チキンスープと登山(1)

5 月26

登山というのに、そんなに思いいれがあるというわけでもないが、

5月の初めに、恋人が1週間の休暇をもらえると知ったときに、

わたしはまず「どこかの山に登ろう」と提案した。

おそらく、恋人にとって、常にインパクトのある存在でありたいというエゴの強さが、

わたしの、冬の間にエクササイズを怠けすぎて、

重みを増したお尻に鞭を入れたのだろう。

わたしたちは山東省にある

標高1500メートルの名山「泰山」に登る予定を

休暇のクライマックスとして控え、

ひとまず山東省の海岸の街、青島(チンタオ)を目指した。

(今、これを書いていて、チンタオ、とワードでタイプした時に、

「青島」と変換されなかったので、驚いた。

確か、旅の途中で、家族にアイフォンでメールした時は、

「チンタオ」は「青島」に変換されたと思う。

アイフォンののほうが、中国の土地の名前に対応しているらしい。

日本人同士で話している時、

中国の土地の名前を中国語の発音をそのまま使う場合と、

漢字を日本語読みにする場合との二通りがある。

例えば、福建省はフッケンショウと、吉林省はキツリンショウと呼ぶのが一般的、

(中国語では前者をフージェン、後者をジーリンと言う)

「北京」をペキンでなくて、ベイジン、なんて発音したら、その場の空気を濁す事になる。

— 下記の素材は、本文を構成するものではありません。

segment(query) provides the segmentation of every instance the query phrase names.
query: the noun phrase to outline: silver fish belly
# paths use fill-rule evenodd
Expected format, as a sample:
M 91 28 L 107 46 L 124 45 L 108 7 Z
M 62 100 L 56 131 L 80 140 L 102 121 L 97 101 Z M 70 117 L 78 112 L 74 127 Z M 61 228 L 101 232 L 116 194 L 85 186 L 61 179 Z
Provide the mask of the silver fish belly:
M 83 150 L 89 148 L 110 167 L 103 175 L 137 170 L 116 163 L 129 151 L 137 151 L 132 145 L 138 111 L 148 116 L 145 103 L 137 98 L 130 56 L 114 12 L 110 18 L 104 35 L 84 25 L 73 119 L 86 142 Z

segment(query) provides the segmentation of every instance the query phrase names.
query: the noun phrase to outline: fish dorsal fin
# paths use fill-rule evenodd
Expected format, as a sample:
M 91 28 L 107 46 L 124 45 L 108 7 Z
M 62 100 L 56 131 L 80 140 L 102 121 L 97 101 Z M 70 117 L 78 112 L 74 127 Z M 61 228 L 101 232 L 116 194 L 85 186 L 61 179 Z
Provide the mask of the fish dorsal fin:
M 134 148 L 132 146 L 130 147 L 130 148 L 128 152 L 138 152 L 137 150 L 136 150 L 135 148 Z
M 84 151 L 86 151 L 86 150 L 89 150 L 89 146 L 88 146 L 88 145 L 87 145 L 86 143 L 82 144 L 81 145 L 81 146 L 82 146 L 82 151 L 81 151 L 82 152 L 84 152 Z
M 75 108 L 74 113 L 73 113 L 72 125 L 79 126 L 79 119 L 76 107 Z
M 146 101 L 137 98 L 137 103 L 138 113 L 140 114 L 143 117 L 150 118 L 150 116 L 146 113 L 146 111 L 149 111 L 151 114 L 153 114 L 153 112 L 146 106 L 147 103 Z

だけれど、河南省とか、湖北省などの、ややマイナーな省になると、

たいていの日本人が、中国語の発音を用いるようになる。

(前者はハーナン、後者はフーベイ)

そして、それが、ひとたび、省の名前ではなくて、都市や、通りの名前となった時には、

日本語の発音を使う確率はぐんと減る。

通りの名前は、たいてい、他の地域の名前を引用している事が多いのだが

「先日、南京に旅行に行きました。」という時の南京は「ナンキン」と発音し

「明日、伊勢丹天津店の前の、南京通りで待ち合わせをしましょう」の時の南京は「ナンジン」と発音するのが一般的、

というか、ある意味、礼儀である。もちろん、話す相手にもよる。全くややこしい話だ。

天津を出発する日の朝も確か、身支度を整える際に、

「山東省」は日本語だと、サントウショウだったかしら?シャンドンショウだったかしら?

それとも間をとって、サントン?などと、うつろに考えていた。

携帯電話でタイプすれば一発でわかるところを、ただ漫然と思いふけっていたために、

髪を撫で付けるだとか、靴下をはくだとかの行為全般に時間がかかり、

予定していた北京行きの電車に乗り遅れてしまった。

天津を出る時間にして30分程度の遅れだったが、

それが北京から山東省への電車の旅を大きく狂わせてしまう事になる。

その日は、ちょうど連休が明けた日の翌日だったので、

わたしたちは、それほど乗客はいないだろうという楽観的な予測をしていた。

ところが、北京についてみると、切符売り場は、汗臭い長蛇の列にすっかり覆われており、

わたしたちが、ようやく切符売り場の窓口にたどり着いた時には、シート席は完売。

わたしたちは、北京から山東省までのほぼ5時間を中国の新幹線、

和階(ハーシエ)号の連結部に体育座りで過ごさなければならなかったのだ。